Récemment les entraîneurs de Top 14 ont concrétisé le besoin d’échanger entre eux en créant un groupe Whatsapp. Y participez-vous ?

Oui j’y participe. Moi je suis dans le partage des compétences. Chacun a son propre savoir mais on peut toujours apprendre des autres. Ces échanges ont permis de savoir comment les autres travaillaient et puis on a tous été généreux dans ces échanges, on n’a pas été mesquins, on est des passionnés de rugby avant tout et on a montré, en créant ce groupe, cette volonté commune de trouver des solutions pour notre sport dans une période très difficile.

Dans ce cadre, comment avez-vous interprété les propos fermes de Fabien Galthié sur la mise à disposition des internationaux, propos sur lesquels il a de nouveau insisté ces jours-ci ?

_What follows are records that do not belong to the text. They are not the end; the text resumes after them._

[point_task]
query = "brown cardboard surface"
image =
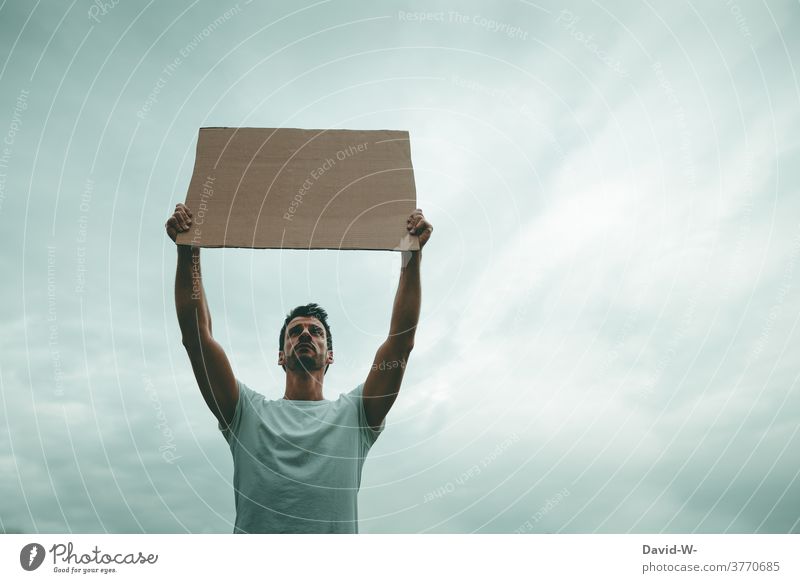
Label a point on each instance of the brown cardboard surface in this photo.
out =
(284, 188)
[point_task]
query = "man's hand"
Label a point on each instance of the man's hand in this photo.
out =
(181, 220)
(417, 224)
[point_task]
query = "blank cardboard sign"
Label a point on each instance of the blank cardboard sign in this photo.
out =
(283, 188)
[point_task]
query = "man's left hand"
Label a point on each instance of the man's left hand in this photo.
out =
(418, 225)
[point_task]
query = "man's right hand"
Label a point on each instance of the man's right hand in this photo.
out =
(180, 221)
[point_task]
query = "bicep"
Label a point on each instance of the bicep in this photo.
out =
(214, 377)
(383, 381)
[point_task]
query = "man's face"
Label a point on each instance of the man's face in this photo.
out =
(305, 345)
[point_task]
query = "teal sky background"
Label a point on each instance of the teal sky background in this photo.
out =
(608, 340)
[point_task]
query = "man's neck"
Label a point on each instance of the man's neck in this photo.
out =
(304, 386)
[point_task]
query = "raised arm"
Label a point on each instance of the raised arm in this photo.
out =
(210, 364)
(386, 374)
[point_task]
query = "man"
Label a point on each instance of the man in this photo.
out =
(297, 460)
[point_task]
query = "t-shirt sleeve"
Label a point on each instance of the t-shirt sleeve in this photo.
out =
(245, 394)
(368, 434)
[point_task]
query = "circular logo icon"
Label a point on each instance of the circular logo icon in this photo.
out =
(31, 556)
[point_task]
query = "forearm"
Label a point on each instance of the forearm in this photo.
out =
(190, 298)
(407, 301)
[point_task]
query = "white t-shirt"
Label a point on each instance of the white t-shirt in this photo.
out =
(297, 464)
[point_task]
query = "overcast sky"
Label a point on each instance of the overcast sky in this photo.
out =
(608, 339)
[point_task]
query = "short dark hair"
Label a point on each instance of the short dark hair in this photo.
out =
(307, 311)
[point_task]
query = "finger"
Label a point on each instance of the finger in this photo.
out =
(182, 207)
(185, 219)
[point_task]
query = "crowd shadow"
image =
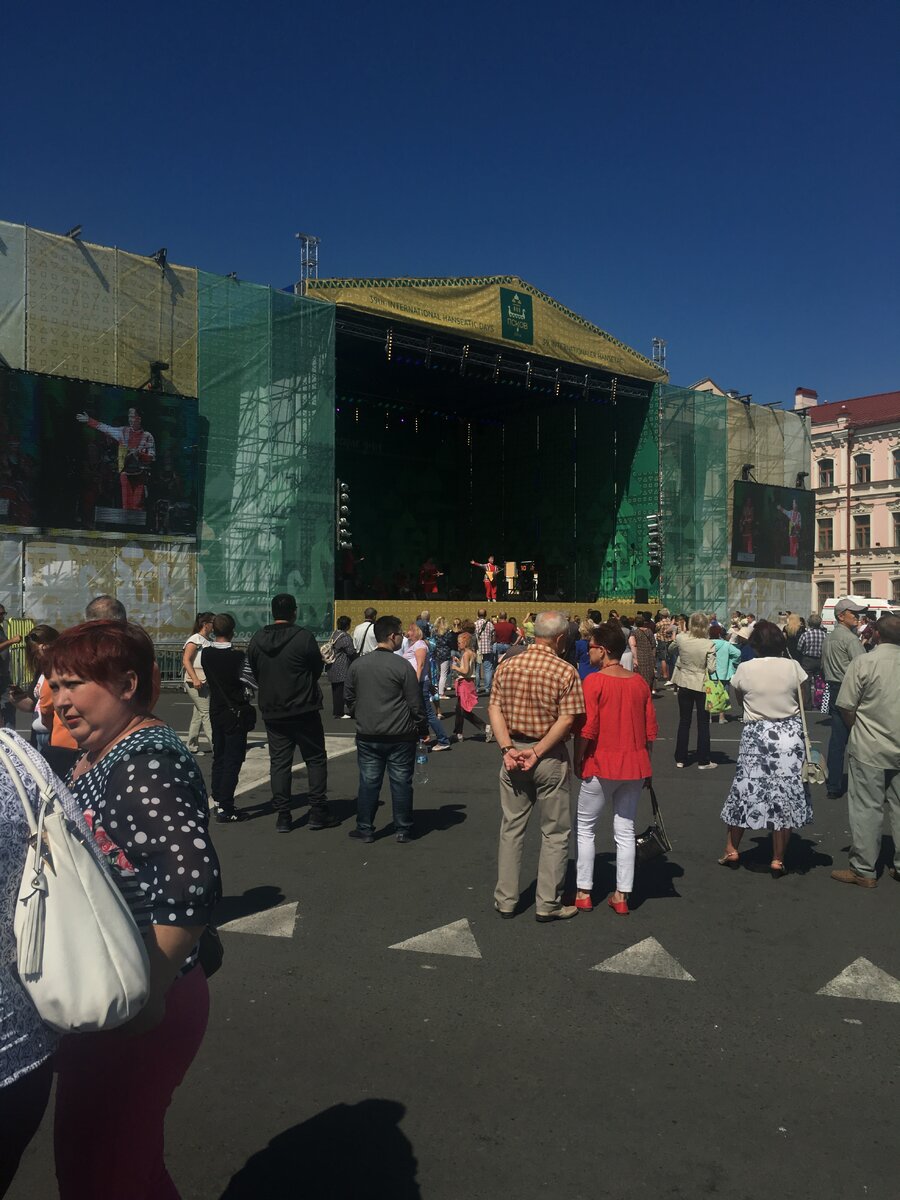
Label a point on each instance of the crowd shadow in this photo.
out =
(347, 1152)
(801, 856)
(252, 901)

Je peux les comprendre mais je ne les partage pas. On doit tous être très généreux dans cette période, dans un sens comme dans l’autre. Je connais Fabien, il est venu pendant deux ans nous aider comme consultant avec l’Argentine et j’ai toujours de très bons rapports avec lui et les autres membres du staff du XV de France. Mais, je crois qu’il n’y avait pas besoin de créer un conflit et que, sur le coup, il a été maladroit.

On vous sait proche du manager toulousain Ugo Mola avec qui vous avez déjà entraîné. Vous vous appelez encore régulièrement ?

Sauf la semaine avant un match contre Toulouse. Sinon, oui, on s’appelle tout le temps.

Toujours au sujet des entraîneurs, que t’inspire le retour en Top 14 comme coach du Stade français de Gonzalo Quesada ?

Beaucoup de joie. Gonzalo c’est un ami et un grand professionnel et je crois qu’il va faire énormément de bien au club notamment pour l’aider à retrouver son identité qu’il avait perdue ces dernières saisons. Avec son retour et la nomination de Thomas Lombard qui connaît très bien le club, cela me semble une très bonne chose même si en ce moment la période est un peu douloureuse.

Pour terminer, évoquons un autre de vos anciens coéquipiers argentins, Agustin Pichot. L’ancien demi de mêlée emblématique des Pumas a annoncé, après son échec à conquérir la présidence de World Rugby, qu’il n’occuperait plus aucune fonction. Est-ce que vous regrettez ce choix ?

À mon avis, il est parti pour prendre de l’élan. Et quand il va revenir, il sera beaucoup plus fort. C’est un dirigeant intelligent et on a besoin de dirigeants intelligents comme lui.